Ich brauche auch nicht mehr mein -bitte-schlag-mich-nicht-ich-tu-Dir-auch-nichts-Gesicht zu machen, hier schlägt mich keiner!

Warum auch? Dafür kann sie jetzt ein wunderbares "Ellebelle"-Gesicht machen, ich weiß zwar, was Du von mir willst, aber ich will grad nicht. Wie gesagt, wir arbeiten gerade an der Rudelstruktur, die Rudelleitung wird sie aber definitiv nicht übernehmen.

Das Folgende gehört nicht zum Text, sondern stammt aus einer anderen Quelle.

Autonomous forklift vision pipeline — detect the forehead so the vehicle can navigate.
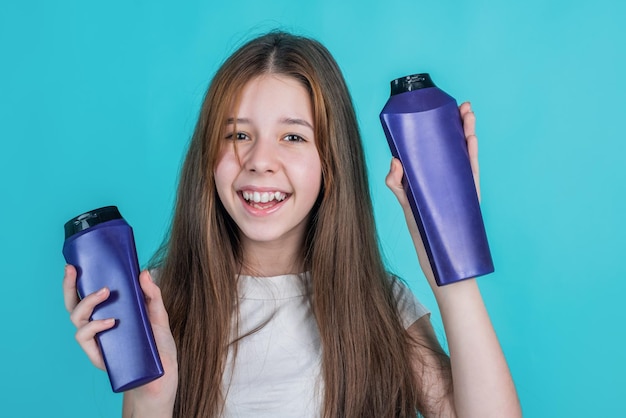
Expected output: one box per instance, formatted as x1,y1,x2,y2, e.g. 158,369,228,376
233,74,313,122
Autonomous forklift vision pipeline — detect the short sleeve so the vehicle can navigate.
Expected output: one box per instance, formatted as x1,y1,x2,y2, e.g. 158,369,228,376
392,278,430,329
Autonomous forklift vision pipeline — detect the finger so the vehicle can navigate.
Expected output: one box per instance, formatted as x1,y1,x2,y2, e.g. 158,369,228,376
63,264,80,312
467,135,480,200
70,287,111,328
139,270,169,328
74,318,115,370
459,102,476,138
385,157,406,203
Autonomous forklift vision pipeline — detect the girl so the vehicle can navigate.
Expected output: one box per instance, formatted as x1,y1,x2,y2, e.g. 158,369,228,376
63,32,521,418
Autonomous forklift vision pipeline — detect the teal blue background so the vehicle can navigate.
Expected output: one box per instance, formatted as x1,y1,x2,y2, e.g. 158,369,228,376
0,0,626,418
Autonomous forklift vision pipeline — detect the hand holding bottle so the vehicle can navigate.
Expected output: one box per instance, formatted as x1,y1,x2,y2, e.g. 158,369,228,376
385,102,480,286
63,265,178,417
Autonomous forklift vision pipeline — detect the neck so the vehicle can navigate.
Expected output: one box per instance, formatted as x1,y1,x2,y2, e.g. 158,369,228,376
242,238,304,277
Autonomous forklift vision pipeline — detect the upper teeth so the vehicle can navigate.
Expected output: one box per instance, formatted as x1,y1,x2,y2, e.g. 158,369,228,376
242,192,287,203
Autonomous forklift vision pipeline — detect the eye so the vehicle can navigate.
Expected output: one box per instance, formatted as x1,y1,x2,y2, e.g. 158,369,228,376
283,134,306,142
226,132,249,141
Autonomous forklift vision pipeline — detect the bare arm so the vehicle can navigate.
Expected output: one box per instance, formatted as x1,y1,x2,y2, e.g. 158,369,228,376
387,103,521,418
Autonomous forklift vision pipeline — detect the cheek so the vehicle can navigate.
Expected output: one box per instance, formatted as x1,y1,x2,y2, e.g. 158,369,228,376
213,153,238,201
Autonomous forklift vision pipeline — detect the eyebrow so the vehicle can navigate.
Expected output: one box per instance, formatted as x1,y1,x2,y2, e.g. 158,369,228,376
226,117,314,131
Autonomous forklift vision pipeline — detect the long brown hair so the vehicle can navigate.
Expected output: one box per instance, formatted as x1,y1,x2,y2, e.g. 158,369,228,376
153,32,421,417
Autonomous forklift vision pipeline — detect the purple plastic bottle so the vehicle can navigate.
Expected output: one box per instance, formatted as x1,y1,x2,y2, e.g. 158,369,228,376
63,206,163,392
380,74,494,286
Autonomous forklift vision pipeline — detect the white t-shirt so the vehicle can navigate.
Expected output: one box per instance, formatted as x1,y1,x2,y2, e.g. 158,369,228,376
223,274,428,418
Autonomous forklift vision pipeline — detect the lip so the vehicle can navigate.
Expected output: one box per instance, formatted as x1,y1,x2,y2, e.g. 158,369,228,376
237,186,291,216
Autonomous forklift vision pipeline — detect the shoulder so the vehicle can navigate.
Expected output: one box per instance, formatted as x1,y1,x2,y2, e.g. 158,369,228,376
390,275,430,329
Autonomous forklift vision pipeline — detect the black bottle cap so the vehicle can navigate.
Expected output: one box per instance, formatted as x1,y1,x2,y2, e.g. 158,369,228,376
391,73,435,96
65,206,123,239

Und was hat Rapid bei dem ganzen gelernt? Es ist schön, wenn Hund nicht mehr alleine ist. Wenn das Weib zickt, schaue ich einen anderen Weg und tue dann doch, was ich möchte. Erst macht sie immer Zickenzauber und wenn sie dann Angst bekommt, versteckt sie sich hinter mir! Glücklicherweise haben Frauchen und Herrchen je zwei Arme und können und beide gleichzeitig streicheln.

 

Und für uns heißt ein zweiter Hund:

 

Es muss uns immer gegenwärtig sein, dass wir wieder einen noch nicht (völlig) erzogenen Hund im Haus haben.

 

Die meisten Dummheiten, die sich Tara hat einfallen lassen, hätten wir verhindern können, wenn wir Punkt 1 bedacht hätten.

 

Für einen ängstlichen Zweithund ist ein souveräner Ersthund, der schon alles gesehen hat, eine deutliche Orientierungshilfe.

 

Zwei Hunde machen doppelt Freude und auch doppelt Arbeit.

 

Hätten wir unserem „Alten“ beigebracht, dass ein Kommando zur in Zusammenhang mit seinem Namen gilt, hätten wir es jetzt etwas einfacher.

 

Wenn man zwei clevere Hunde hat, dann merkt der andere, mit dem Mann sich gerade nicht beschäftigt, dass er in Ruhe „Dummheiten“ machen kann.

 

 

Das heißt für uns: wir müssen cleverer sein als die Hunde, und das sollten wir doch schaffen. Nachdem wir nun den dritten Tierheimhund haben, können wir feststellen, dass jeder Hund anders ist und auch unterschiedliche Methoden zur Erziehung braucht. Bei dem einen kann man – ohne Schaden anzurichten – auch mal etwas lauter werden, der nächste ist so sensibel, dass er dann abhaut um sich in Sicherheit zu bringen. Und jeder Hund hatte ein anderes „Trauma“, das bewältigt werden muss und wird. Wir müssen uns nur darauf einstellen. Bisher haben wir nur „Traumhunde“ vom Tierschutz gehabt und auch Tara ist auf dem besten Weg, ein Traumhund zu werden. Sie braucht wie alle Tiere aus dem Tierschutz vor allem Zeit um anzukommen und Zeit (und unsere Geduld) um alles zu lernen, was ein Hund können muss.

 

Ach ja, das Thema Pflegehund war für uns nach 14 Tagen ausdiskutiert. Da war uns klar, dass wir das mti dem zweiten Hund schon irgendwie schaffen würden - in jedem Fall wollten wir uns von Tara nicht mehr trennen!